Type 2 diabetes (T2D) results from the cells’
insulin resistance,
and to date, insulin therapy and diabetes medications targeting glycemic
management have failed to reverse the increase in T2D prevalence.
Restoring liver functions to improve hepatic insulin resistance by
reducing oxidative stress is a potential strategy for T2D treatment.
Herein, the liver-targeted biodegradable silica nanoshells embedded
with platinum nanoparticles (Pt-SiO2) are designed as reactive
oxygen species (ROS) nanoscavengers and functional hollow nanocarriers.
Then, 2,4-dinitrophenol-methyl ether (DNPME, mitochondrial uncoupler)

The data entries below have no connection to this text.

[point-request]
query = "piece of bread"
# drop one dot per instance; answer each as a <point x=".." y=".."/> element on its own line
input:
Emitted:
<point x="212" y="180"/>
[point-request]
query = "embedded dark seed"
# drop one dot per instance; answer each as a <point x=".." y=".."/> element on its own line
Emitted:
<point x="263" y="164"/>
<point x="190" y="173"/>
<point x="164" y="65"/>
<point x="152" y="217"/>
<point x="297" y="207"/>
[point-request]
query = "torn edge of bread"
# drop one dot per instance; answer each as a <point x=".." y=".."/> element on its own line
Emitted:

is loaded inside Pt-SiO2, followed by coating a lipid bilayer
(D@Pt-SiO2@L) for long-term effective ROS removal (platinum
nanoparticles scavenge overproduced ROS, while DNPME inhibits ROS
production) in the liver tissue of T2D models. It is found that D@Pt-SiO2@L reverses elevated oxidative stress, insulin resistance,
and impaired glucose consumption in vitro, and significantly
improves hepatic steatosis and antioxidant capacity in diabetic mice
models induced by a high-fat diet and streptozotocin. Moreover, intravenous
administration of D@Pt-SiO2@L indicates therapeutic effects
on hyperlipidemia, insulin resistance, hyperglycemia, and diabetic
nephropathy, which provides a promising approach for T2D treatment
by reversing hepatic insulin resistance through long-term ROS scavenging.